1° Isaak, klassiek philoloog en hoogleeraar te Breslau, te Bonn, later weer te Breslau. * 1792, + 1849. Bestudeerde inzonderheid Lucretius (uitg. 1852) en, in verband daarmede, de Grieksche wijsbegeerte te Rome; verder leverde hij tal van bijdragen tot de kennis der oude denkers en de godsdienstgeschiedenis (o.m. over de katharsis-theorie bij Aristoteles, den Pseudo-Phocylides, het tractaat van Theophrastus over de Godsvrucht, enz.).
Zijn werken zijn van Joodschen geest doordrongen. V. Pottelbergh.
2° M i c h a ë l, Duitsch Germanist en beoefenaar van de vergelijkende literatuurwetenschap.* 27 Nov. 1834 te Hamburg, + 25 Febr. 1897 te Karlsruhe.
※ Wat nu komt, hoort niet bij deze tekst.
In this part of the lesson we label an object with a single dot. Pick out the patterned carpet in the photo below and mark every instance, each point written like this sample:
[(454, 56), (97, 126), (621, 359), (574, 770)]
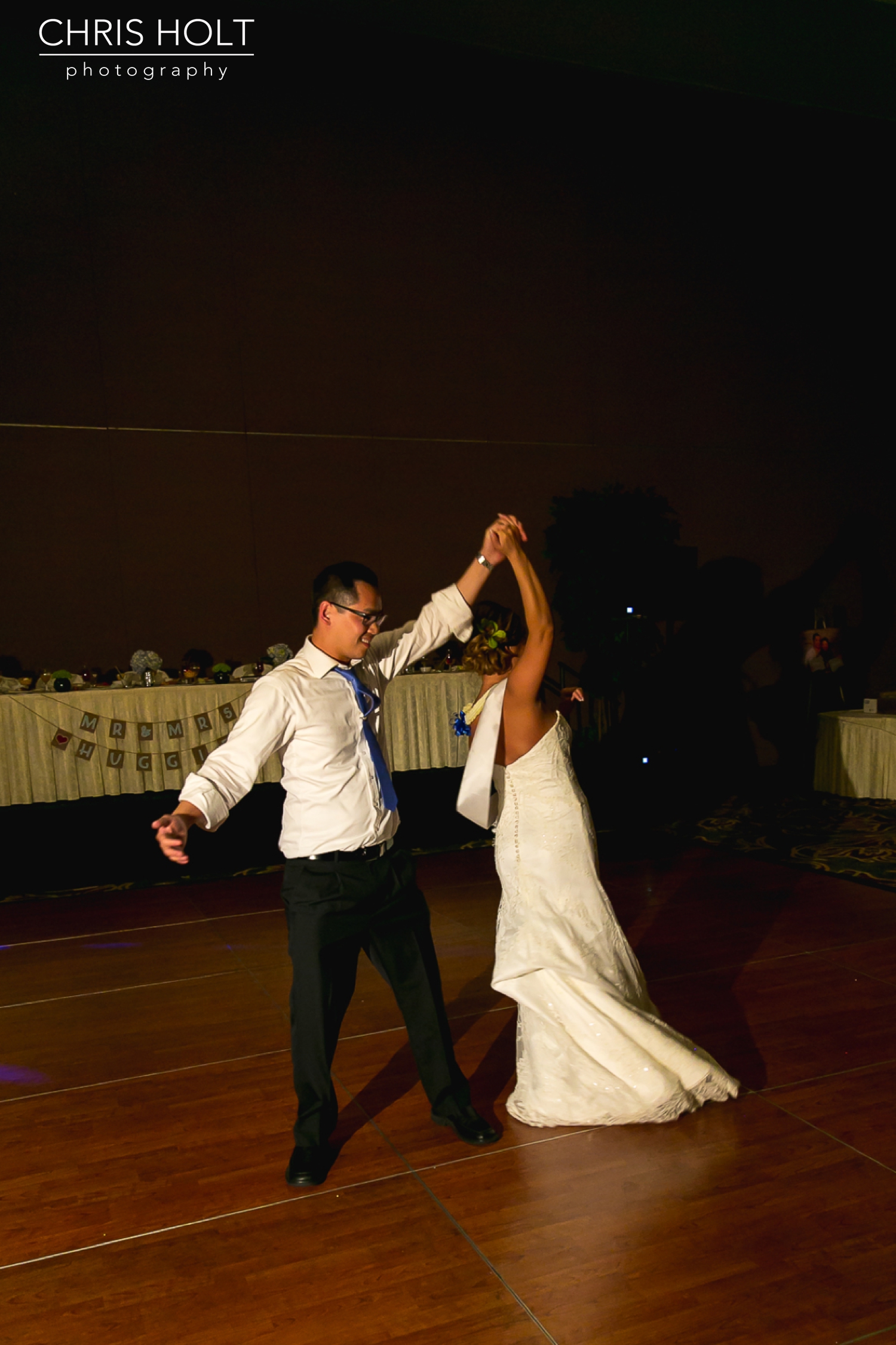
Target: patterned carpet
[(848, 838)]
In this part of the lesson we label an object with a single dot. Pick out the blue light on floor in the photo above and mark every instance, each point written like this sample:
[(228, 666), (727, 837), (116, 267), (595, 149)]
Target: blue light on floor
[(19, 1075)]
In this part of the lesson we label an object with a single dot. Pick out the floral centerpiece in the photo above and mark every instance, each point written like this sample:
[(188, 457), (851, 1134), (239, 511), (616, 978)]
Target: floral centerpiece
[(146, 661), (279, 652)]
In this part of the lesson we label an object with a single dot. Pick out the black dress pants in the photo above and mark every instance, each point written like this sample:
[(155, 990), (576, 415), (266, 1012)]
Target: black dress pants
[(334, 909)]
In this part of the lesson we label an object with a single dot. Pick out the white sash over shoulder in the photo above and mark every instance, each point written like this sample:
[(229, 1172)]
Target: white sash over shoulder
[(475, 799)]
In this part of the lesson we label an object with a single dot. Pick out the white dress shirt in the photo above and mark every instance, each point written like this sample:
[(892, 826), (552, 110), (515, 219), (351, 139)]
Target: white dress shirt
[(310, 717)]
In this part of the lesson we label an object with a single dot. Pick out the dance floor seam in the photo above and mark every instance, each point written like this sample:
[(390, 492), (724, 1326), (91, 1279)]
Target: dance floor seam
[(118, 990), (209, 1219), (814, 1079), (827, 1133), (152, 1074), (857, 1340), (167, 924)]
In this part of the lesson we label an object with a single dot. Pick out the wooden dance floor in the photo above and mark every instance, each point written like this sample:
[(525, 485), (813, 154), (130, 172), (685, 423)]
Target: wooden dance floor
[(148, 1108)]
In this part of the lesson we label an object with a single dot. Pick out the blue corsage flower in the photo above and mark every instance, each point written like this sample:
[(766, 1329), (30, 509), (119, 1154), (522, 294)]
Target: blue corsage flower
[(462, 728)]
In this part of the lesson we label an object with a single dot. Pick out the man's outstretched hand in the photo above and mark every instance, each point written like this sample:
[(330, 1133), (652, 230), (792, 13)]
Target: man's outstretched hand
[(171, 833)]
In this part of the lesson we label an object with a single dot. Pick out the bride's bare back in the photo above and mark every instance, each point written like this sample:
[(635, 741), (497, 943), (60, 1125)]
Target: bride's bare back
[(525, 719)]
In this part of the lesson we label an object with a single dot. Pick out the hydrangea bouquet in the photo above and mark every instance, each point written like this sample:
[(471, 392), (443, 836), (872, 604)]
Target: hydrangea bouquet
[(146, 661), (279, 652)]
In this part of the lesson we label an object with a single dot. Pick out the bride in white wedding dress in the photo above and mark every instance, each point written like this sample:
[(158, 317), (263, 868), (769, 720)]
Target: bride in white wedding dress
[(591, 1047)]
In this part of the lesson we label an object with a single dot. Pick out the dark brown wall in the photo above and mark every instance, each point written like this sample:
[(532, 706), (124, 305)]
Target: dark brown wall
[(391, 288)]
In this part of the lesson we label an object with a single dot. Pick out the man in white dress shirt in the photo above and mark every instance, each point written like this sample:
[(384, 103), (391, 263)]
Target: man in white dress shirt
[(345, 886)]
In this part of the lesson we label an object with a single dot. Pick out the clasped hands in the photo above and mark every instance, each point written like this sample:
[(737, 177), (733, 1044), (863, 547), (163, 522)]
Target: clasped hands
[(502, 538)]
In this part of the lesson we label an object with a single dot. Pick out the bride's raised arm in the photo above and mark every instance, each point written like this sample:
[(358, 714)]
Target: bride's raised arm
[(528, 672)]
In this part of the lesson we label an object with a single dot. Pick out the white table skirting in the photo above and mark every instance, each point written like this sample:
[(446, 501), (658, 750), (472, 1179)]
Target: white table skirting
[(856, 755), (186, 721)]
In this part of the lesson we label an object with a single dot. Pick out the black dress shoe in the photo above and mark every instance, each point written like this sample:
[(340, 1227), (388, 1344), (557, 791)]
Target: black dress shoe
[(308, 1166), (468, 1126)]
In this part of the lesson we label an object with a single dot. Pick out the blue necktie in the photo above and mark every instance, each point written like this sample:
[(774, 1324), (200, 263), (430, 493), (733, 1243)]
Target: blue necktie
[(367, 703)]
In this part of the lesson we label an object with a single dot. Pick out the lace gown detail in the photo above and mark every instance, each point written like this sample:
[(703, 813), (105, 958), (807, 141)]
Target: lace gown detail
[(591, 1048)]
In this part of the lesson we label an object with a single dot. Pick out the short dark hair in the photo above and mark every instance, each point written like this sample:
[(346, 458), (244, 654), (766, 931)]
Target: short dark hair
[(337, 584)]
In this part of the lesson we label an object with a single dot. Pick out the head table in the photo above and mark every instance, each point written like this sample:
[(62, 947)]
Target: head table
[(104, 740), (856, 755)]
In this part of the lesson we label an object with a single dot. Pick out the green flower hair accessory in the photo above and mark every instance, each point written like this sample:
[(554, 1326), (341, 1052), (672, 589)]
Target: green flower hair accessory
[(495, 635)]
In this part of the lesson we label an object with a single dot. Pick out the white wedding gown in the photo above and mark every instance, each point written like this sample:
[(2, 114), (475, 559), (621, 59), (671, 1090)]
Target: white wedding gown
[(591, 1048)]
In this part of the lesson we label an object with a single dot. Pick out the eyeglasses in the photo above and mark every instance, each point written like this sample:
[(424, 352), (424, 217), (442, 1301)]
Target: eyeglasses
[(367, 618)]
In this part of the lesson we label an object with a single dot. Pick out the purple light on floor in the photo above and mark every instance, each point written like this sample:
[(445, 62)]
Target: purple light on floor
[(113, 946), (19, 1075)]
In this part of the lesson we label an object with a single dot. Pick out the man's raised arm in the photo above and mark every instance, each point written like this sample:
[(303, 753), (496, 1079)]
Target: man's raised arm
[(446, 615)]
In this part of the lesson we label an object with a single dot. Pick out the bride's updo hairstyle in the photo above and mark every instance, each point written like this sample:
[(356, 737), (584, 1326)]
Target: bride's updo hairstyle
[(489, 650)]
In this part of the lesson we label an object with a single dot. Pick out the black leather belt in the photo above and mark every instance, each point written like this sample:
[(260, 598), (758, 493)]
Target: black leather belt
[(367, 852)]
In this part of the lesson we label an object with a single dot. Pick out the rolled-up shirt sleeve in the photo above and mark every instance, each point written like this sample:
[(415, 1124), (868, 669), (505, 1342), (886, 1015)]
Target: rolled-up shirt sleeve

B. legde de grondslagen van de Goethe-philologie en stelde in vele kleinere monographieën de methodenleer op voor de wetenschappelijke letterkundige historiographie.
Hoofdwerken: Ueber Kritik und Geschichte des Goetheschen Textes (1866); Der junge Goethe (3 dln. 1875): J. W. Goethe (in Allgem. Deutsche Biogr. 1880); Schriften zur Kritik und Literaturgeschichte (4 dln. 21903).
Lit.: E. Schmidt, in Allgem. D. Biogr. (XLVI 1902).
Baur.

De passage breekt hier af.